Ну, правда, справедливости ради, надо сказать, что не такой уж он убогий, всяко поумней Жмыха-то будет, да и не такой немтырь — разговаривать в два счета научился, а названия снастей, вроде, отроду знал, такелажа там всякого. Но все равно сначала-то был дикарь-дикарем, и за все путешествие так ни разу штанов не надел, все в этой своей тряпке, прости господи, бегал. А тут стоит — король, да и только. Видать, сэр Макс своих запасов для братца не пожалел. Камзол на нем какой-то сияющий, рубаха кружевная, жилетка, опять же, вся камнями расшита зелеными, под цвет глаз, значит. Вроде, изумруды называются. Штаны узкие бархатные, тоже зеленые, но потемней, сапоги тонкости немыслимой, выше колен, черные волосья расчесаны, только не завиваются, как у братца, а прямые, но тоже ничего.

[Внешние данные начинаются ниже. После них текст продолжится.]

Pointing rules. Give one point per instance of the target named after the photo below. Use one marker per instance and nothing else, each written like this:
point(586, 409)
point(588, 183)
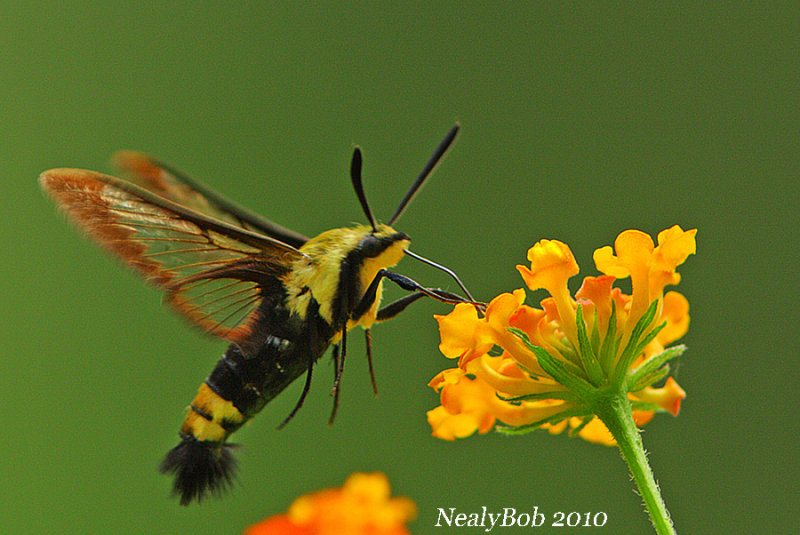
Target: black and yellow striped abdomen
point(236, 390)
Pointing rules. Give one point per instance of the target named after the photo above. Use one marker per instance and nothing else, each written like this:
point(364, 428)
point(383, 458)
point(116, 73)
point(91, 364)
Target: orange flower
point(558, 359)
point(362, 506)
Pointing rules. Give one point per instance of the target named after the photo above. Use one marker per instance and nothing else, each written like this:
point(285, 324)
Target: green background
point(577, 124)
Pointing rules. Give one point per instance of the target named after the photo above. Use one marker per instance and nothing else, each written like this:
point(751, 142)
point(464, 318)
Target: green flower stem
point(615, 411)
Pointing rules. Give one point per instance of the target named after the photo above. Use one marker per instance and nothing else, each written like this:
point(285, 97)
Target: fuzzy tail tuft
point(199, 467)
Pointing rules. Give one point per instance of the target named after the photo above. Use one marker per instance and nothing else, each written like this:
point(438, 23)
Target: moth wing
point(179, 188)
point(215, 274)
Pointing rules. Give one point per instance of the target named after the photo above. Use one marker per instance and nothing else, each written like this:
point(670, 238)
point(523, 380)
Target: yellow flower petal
point(552, 264)
point(668, 397)
point(675, 311)
point(461, 330)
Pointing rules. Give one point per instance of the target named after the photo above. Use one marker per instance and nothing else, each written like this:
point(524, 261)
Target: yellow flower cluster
point(532, 367)
point(363, 506)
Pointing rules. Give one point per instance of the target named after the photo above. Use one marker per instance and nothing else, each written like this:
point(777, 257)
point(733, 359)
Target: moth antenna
point(426, 172)
point(446, 270)
point(355, 177)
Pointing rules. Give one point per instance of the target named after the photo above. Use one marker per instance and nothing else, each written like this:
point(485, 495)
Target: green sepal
point(596, 333)
point(527, 428)
point(630, 353)
point(576, 430)
point(608, 350)
point(564, 373)
point(648, 379)
point(639, 378)
point(586, 352)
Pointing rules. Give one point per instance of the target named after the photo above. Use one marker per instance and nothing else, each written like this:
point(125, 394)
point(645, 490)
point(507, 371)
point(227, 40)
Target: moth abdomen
point(200, 467)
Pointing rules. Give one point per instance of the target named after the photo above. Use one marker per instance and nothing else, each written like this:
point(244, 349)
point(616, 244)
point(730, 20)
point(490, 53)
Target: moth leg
point(306, 388)
point(339, 370)
point(411, 285)
point(368, 338)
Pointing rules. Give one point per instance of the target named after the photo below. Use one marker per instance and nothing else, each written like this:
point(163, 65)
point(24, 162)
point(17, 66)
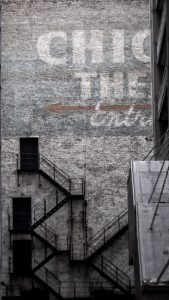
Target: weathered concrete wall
point(77, 75)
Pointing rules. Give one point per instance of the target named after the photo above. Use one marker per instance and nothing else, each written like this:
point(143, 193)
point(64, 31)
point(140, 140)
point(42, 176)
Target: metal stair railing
point(47, 207)
point(48, 278)
point(107, 233)
point(75, 186)
point(116, 275)
point(99, 286)
point(64, 289)
point(61, 242)
point(55, 173)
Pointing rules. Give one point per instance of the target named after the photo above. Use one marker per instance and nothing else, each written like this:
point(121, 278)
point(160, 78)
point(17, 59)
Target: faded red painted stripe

Ну, расселись все, девушки на Айдена посматривают, переглядываются — красавчик, ничего не скажешь. Он-то всё Раде, конечно, улыбается, морда восторженная сияет, но он ей всегда улыбается, с самого начала, чего тут удивительного. А капитан на Нету, значит, поглядывает искоса — он ее возле себя посадил, по левую руку. По правую, стало быть, найденный братец, а по левую — добыча. Ага.

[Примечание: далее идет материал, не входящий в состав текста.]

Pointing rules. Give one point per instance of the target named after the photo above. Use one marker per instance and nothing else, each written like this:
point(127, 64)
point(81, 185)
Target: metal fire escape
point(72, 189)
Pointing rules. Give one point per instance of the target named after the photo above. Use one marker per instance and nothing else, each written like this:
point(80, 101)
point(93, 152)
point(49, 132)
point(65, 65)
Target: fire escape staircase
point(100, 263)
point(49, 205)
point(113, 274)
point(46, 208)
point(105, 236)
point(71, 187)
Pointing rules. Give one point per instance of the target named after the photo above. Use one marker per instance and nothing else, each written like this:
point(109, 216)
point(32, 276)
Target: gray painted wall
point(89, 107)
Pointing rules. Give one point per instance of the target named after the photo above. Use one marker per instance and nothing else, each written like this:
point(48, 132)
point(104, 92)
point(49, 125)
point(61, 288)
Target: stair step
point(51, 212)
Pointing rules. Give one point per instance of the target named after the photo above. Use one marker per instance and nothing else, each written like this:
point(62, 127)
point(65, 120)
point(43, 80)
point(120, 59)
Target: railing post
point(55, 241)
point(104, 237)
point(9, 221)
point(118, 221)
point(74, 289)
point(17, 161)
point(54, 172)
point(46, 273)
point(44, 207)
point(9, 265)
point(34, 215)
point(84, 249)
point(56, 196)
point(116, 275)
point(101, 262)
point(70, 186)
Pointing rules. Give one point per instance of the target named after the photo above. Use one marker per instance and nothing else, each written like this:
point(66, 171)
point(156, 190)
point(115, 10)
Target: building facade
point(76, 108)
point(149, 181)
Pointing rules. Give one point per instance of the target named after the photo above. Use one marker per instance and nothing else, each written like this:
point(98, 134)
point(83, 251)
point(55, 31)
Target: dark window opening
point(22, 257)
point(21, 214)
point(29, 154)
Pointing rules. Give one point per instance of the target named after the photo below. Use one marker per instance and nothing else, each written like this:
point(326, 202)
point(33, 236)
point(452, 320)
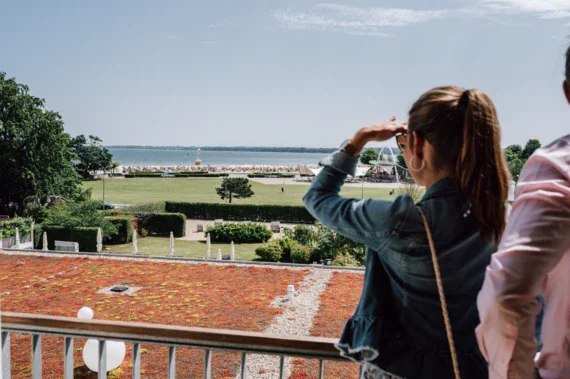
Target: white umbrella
point(33, 246)
point(99, 240)
point(135, 249)
point(45, 248)
point(17, 246)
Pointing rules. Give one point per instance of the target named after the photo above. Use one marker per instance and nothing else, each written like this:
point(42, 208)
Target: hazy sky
point(282, 73)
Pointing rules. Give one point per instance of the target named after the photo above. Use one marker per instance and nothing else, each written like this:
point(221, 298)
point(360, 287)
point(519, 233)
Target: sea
point(156, 157)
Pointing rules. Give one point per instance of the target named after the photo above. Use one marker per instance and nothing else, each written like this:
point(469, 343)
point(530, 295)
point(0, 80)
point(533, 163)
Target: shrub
point(37, 213)
point(8, 227)
point(85, 214)
point(157, 207)
point(242, 212)
point(124, 230)
point(86, 237)
point(269, 252)
point(162, 223)
point(328, 245)
point(287, 245)
point(200, 174)
point(270, 174)
point(300, 254)
point(345, 259)
point(239, 233)
point(305, 235)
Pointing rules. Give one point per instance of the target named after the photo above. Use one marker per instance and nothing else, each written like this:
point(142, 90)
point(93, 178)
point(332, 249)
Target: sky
point(282, 73)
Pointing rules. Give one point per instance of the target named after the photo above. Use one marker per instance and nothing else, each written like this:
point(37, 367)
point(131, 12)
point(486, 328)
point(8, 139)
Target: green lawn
point(145, 190)
point(159, 246)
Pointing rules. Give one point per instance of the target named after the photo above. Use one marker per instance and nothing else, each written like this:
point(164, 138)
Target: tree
point(238, 188)
point(529, 148)
point(35, 158)
point(368, 155)
point(515, 150)
point(90, 155)
point(516, 156)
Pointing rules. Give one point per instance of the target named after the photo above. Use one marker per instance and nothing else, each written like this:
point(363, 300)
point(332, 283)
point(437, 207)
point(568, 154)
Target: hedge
point(274, 174)
point(239, 233)
point(8, 227)
point(86, 237)
point(200, 175)
point(124, 230)
point(177, 175)
point(242, 212)
point(162, 223)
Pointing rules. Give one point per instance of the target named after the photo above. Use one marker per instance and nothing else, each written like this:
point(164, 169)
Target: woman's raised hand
point(378, 132)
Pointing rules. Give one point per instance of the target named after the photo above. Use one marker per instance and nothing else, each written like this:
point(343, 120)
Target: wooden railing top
point(222, 339)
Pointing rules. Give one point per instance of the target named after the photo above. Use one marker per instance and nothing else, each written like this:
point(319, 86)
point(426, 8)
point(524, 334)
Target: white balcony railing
point(246, 343)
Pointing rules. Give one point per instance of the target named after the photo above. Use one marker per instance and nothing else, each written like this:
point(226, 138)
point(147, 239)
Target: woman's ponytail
point(480, 168)
point(463, 128)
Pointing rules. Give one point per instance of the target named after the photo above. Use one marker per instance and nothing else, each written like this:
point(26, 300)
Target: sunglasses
point(401, 141)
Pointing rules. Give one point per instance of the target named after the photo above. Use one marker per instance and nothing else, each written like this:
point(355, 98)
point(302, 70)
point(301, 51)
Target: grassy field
point(159, 246)
point(145, 190)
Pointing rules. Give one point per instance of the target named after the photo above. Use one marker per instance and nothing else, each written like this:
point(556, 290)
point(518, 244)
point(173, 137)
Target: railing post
point(68, 358)
point(243, 365)
point(36, 356)
point(208, 364)
point(5, 355)
point(281, 367)
point(102, 367)
point(171, 362)
point(136, 361)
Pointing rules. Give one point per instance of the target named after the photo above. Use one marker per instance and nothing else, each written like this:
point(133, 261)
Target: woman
point(452, 147)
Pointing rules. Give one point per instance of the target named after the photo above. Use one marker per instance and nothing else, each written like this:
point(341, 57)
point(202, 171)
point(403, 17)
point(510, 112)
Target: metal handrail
point(172, 336)
point(219, 339)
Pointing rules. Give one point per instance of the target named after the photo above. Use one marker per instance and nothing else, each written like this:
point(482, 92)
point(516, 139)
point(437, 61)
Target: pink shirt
point(533, 259)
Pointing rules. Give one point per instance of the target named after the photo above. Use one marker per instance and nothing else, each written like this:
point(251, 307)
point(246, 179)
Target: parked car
point(108, 206)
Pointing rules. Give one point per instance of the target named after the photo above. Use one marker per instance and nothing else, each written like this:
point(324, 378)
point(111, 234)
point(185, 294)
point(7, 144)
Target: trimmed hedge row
point(274, 174)
point(8, 227)
point(162, 223)
point(239, 233)
point(86, 237)
point(242, 212)
point(200, 175)
point(177, 175)
point(124, 230)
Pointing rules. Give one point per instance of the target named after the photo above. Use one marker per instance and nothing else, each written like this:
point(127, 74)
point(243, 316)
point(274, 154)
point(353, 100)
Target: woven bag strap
point(441, 296)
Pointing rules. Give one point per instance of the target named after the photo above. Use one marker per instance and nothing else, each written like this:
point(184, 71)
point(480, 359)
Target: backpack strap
point(441, 297)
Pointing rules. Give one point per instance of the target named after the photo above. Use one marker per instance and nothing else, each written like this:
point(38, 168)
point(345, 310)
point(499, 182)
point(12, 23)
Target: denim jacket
point(398, 324)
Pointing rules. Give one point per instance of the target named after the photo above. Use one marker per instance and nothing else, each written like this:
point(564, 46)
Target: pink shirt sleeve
point(535, 240)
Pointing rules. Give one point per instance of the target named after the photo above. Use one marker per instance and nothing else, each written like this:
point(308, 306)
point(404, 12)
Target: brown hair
point(567, 73)
point(463, 128)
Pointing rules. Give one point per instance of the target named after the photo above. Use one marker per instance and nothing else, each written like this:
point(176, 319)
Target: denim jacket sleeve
point(367, 221)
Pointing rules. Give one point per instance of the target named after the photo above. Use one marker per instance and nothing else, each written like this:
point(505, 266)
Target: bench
point(276, 226)
point(67, 246)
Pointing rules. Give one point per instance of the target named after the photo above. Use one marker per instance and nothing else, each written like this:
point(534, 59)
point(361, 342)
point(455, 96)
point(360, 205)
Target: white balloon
point(115, 354)
point(85, 313)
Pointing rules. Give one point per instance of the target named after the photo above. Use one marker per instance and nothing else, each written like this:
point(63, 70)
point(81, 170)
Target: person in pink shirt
point(533, 259)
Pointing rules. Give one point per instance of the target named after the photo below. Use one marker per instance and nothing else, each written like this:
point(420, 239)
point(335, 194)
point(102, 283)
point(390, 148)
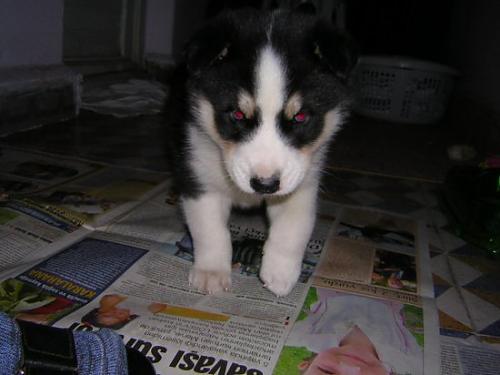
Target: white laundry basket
point(402, 89)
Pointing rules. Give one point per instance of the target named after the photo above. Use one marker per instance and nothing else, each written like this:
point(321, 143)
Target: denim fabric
point(98, 353)
point(10, 345)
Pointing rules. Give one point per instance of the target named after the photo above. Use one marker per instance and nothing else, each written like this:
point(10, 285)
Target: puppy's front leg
point(207, 219)
point(292, 221)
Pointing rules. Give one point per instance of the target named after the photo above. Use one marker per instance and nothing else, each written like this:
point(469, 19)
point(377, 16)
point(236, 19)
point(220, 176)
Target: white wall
point(30, 32)
point(159, 26)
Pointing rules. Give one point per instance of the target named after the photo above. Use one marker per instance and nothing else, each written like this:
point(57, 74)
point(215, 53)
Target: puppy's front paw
point(210, 281)
point(279, 274)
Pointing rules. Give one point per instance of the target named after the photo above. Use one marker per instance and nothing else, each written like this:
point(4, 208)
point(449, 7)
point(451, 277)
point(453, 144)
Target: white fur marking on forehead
point(246, 103)
point(293, 105)
point(270, 83)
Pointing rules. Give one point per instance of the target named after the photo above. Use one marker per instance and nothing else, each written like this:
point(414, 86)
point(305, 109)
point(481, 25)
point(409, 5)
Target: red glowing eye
point(238, 115)
point(300, 117)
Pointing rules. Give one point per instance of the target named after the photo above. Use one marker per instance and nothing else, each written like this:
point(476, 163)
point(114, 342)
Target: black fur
point(220, 60)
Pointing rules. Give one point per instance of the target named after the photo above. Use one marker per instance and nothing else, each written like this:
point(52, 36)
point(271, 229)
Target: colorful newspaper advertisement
point(369, 310)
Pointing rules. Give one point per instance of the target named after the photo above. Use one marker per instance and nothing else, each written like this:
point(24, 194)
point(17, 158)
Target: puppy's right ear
point(208, 46)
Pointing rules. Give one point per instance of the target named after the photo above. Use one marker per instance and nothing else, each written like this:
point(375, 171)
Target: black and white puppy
point(256, 103)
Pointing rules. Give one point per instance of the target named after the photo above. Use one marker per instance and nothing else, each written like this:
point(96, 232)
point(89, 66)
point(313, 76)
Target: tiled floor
point(467, 285)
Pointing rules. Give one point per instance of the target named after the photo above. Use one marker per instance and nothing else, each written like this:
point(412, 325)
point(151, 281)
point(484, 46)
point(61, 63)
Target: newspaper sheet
point(370, 309)
point(138, 286)
point(87, 246)
point(459, 357)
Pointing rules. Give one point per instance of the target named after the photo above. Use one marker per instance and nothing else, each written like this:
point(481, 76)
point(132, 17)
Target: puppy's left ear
point(335, 49)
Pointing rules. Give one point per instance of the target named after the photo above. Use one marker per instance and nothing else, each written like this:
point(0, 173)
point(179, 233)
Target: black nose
point(267, 185)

Ну, меланхолия меланхолией, а свои обязанности хозяина не забывает, тосты говорит, за счастливую встречу и все такое. Красиво говорит, конечно, Петрушке бы так научиться. Он так-то ничего, капитан этот, и не дурак, видать, и обхожденье знает. Но ведь разбоем живет! Только посмотреть на его красивую рожу, и сразу ясно, что за птица. А уж у его команды хари — мама, не горюй. Такие головорезы, им человека убить раз плюнуть, а вот поди ж ты — держит их капитан в руках, только бровью шевельнет, они сразу шелковые делаются: чего, мол, прикажете? Может, он из них по ночам кровь пьет? Петрушка слыхал про такое. Но, с другой стороны посмотреть, Корабельник кровь ни из кого не пьет, а отродья его слушаются.

Ну, поели-попили, капитан какую-то сигару достал из резной шкатулки, дымище — ужас, сидит, нога на ногу, и спрашивает, какова, дескать, цель вашего путешествия, чему, мол, обязан такой счастливой встречей. А Корабельник, тоже нога на ногу, спокойно так ему отвечает — никакой, мол, особой цели, так, увеселительная прогулка. Путешествуем, мол, для своего удовольствия.

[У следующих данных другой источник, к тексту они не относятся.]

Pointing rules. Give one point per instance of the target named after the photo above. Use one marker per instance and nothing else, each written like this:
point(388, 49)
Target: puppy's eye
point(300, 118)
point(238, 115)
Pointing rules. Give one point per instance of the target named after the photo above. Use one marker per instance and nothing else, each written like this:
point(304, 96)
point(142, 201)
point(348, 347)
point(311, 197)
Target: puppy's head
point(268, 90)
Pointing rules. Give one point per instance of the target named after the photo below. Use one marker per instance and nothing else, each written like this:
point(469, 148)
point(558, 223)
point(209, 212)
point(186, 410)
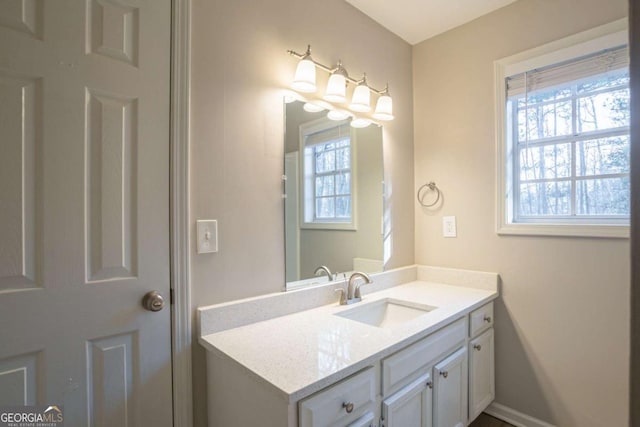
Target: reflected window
point(566, 141)
point(328, 190)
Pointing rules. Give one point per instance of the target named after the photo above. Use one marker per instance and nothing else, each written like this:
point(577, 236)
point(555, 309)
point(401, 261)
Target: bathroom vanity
point(416, 351)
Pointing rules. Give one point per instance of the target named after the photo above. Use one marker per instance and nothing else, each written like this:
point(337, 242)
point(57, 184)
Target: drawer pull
point(348, 406)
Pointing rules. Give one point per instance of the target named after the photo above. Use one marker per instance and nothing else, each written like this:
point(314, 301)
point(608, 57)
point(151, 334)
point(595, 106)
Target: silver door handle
point(153, 301)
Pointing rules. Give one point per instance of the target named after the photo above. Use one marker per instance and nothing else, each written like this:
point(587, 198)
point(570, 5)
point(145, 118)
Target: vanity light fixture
point(360, 122)
point(361, 100)
point(312, 107)
point(384, 106)
point(305, 77)
point(337, 85)
point(338, 115)
point(336, 91)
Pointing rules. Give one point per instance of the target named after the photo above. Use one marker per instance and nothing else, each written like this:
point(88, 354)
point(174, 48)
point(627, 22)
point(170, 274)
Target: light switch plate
point(207, 230)
point(449, 226)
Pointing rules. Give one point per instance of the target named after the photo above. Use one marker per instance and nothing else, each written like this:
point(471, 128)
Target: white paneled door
point(84, 202)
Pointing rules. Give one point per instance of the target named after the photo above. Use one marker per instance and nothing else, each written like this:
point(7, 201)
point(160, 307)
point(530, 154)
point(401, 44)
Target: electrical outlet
point(207, 230)
point(449, 226)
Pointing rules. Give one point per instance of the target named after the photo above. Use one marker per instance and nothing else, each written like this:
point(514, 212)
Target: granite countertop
point(301, 353)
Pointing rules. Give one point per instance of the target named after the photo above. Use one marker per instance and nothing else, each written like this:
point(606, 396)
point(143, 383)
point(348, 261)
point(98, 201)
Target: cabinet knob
point(348, 406)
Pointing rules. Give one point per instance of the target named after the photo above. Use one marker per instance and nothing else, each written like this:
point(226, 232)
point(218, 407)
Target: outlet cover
point(449, 226)
point(207, 230)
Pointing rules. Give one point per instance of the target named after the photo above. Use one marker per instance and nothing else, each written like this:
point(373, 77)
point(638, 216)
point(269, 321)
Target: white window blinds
point(606, 61)
point(341, 130)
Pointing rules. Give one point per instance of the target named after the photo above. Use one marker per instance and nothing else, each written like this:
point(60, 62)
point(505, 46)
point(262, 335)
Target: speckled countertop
point(301, 353)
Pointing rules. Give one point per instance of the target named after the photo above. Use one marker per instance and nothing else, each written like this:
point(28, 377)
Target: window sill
point(340, 226)
point(565, 230)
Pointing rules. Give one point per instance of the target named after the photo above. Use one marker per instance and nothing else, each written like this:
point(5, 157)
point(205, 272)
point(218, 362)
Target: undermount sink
point(386, 313)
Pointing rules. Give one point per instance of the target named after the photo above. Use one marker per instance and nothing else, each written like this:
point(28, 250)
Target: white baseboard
point(514, 417)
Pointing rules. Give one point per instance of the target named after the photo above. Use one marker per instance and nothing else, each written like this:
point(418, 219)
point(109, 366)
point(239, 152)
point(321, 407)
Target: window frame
point(309, 128)
point(585, 43)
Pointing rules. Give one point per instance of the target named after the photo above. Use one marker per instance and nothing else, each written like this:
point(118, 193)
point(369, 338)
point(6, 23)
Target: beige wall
point(562, 331)
point(239, 66)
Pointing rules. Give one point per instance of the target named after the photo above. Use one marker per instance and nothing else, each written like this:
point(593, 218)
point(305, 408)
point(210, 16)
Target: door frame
point(179, 213)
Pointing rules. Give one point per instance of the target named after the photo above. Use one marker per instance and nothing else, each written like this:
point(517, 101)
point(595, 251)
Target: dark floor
point(485, 420)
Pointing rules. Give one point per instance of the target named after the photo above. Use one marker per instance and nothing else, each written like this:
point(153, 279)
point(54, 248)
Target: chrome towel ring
point(431, 186)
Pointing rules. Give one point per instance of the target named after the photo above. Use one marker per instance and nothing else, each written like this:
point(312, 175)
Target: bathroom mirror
point(333, 201)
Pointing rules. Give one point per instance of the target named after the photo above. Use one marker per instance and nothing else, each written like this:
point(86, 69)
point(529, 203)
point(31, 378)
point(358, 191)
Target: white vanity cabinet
point(411, 405)
point(425, 384)
point(450, 391)
point(481, 360)
point(481, 373)
point(407, 377)
point(347, 403)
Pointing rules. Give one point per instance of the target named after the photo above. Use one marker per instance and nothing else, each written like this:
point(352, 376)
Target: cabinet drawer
point(481, 319)
point(340, 404)
point(409, 363)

Сэр Макс, понятно, не поверил — да и кто бы поверил — но виду не кажет, только «м-дас?» протянул, и сразу про другое начал: я, мол, хочу, чтобы брат остался со мной, вы, мол, не возражаете? Ваших планов, мол, это не нарушит? Обходительность, стало быть, свою показывает. Петрушка сидит, только глазами от одного к другому водит, а тут сразу на Айдена поглядел, и все отродья тоже на него глядят, что он скажет. Айден же улыбаться сразу перестал и в стол уставился. Понятное дело: как ему выбирать между Радой и братом?